JeffreyRacine / R-Package-np

R package np (Nonparametric Kernel Smoothing Methods for Mixed Data Types)
https://socialsciences.mcmaster.ca/people/racinej
47 stars 18 forks source link

Error running npcdens() with bwtype="generalized_nn" #17

Closed mjuraska closed 6 years ago

mjuraska commented 6 years ago

Hello Jeff, I have an object named fbw of class condbandwidth produced by npcdensbw() with bwtype="generalized_nn". Here's the content of fbw:

Conditional density data (160 observations, 2 variable(s))
(1 dependent variable(s), and 1 explanatory variable(s))

                         S
Dep. Var. Bandwidth(s): 29
                        Sb
Exp. Var. Bandwidth(s): 13

Bandwidth Selection Method: Maximum Likelihood Cross-Validation
Formula: S ~ Sb
Bandwidth Type: Generalized Nearest Neighbour
Objective Function Value: 46.55313 (achieved on multistart 2)

Continuous Kernel Type: Second-Order Epanechnikov 
No. Continuous Dependent Vars.: 1 
No. Continuous Explanatory Vars.: 1

I'm getting the following error when running npcdens(fbw):

> npcdens(fbw)
Error in npcdens.conbandwidth(txdat = txdat, tydat = tydat, bws = bws,  : 

** Error: invalid bandwidth.

Would you please clarify if the bandwidth type generalized_nn is supported by npcdens() and if so, what the source of the error might be? Thank you very much!

JeffreyRacine commented 6 years ago

Greetings,

Using the most recent version, the following runs for me...

library(np)
data(cps71)
attach(cps71)
## Direct
foo <- npcdens(logwage~age,bwtype="generalized_nn")
## Two-step
bw <- npcdensbw(logwage~age,bwtype="generalized_nn")
foo <- npcdens(bw)

Perhaps email your data and code?

mjuraska commented 6 years ago

Thanks, your example runs for me, too. Here's my code that yields the error:

> library(np)
> load("dat.RData")
> npcdens(S ~ Sb, data=dat, bwtype="generalized_nn")

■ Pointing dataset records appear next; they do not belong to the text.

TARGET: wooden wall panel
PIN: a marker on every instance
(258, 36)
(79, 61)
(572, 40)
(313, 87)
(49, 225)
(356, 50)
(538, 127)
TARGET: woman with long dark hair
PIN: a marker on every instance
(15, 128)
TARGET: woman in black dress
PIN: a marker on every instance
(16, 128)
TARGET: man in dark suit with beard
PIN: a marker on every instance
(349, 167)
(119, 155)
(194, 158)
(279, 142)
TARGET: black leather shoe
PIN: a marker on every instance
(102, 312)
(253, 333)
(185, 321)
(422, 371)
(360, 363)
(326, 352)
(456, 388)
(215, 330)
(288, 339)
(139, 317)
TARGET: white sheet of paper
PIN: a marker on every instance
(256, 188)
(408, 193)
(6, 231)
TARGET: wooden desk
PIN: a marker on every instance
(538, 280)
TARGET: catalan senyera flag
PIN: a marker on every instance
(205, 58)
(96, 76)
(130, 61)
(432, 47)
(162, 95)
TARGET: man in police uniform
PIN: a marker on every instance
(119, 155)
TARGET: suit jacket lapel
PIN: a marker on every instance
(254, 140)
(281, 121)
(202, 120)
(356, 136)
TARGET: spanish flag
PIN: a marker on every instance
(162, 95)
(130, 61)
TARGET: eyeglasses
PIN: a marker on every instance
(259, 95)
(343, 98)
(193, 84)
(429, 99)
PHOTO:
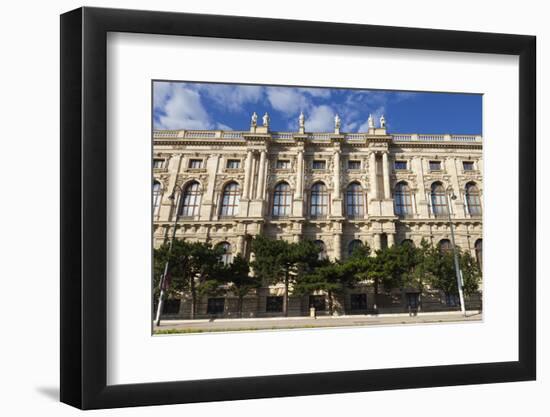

Error in npcdens.conbandwidth(txdat = txdat, tydat = tydat, bws = bws,  : 

** Error: invalid bandwidth.

The data frame dat is in the attached dat.zip. Oddly enough, when I rerun this code multiple times, on occasion it doesn't fail and instead prints out this summary:

Conditional Density Data: 160 training points, in 2 variable(s)
(1 dependent variable(s), and 1 explanatory variable(s))

                        S
Dep. Var. Bandwidth(s): 1
                        Sb
Exp. Var. Bandwidth(s):  1

Bandwidth Type: Generalized Nearest Neighbour
Log Likelihood: -230.1141

Continuous Kernel Type: Second-Order Gaussian
No. Continuous Explanatory Vars.: 1
No. Continuous Dependent Vars.: 1

dat.zip

JeffreyRacine commented 6 years ago

Greetings,

Not crashing for me but I see the problem... you are treating Sb and S as continuous... they are not... you want to estimate a probably function not a density function...

> unique(dat$S)
[1] 4 5 3 6 7 1 2
> unique(dat$Sb)
[1] 2 3 0 5 4 7 6 1

You need to treat them as factors (probably ordered makes sense)... try

model <- npcdens(ordered(S) ~ ordered(Sb), data=dat)

to force it to use a discrete support kernel...

summary(model)

plot(model)

mjuraska commented 6 years ago

Thank you so much! I appreciate your time and input.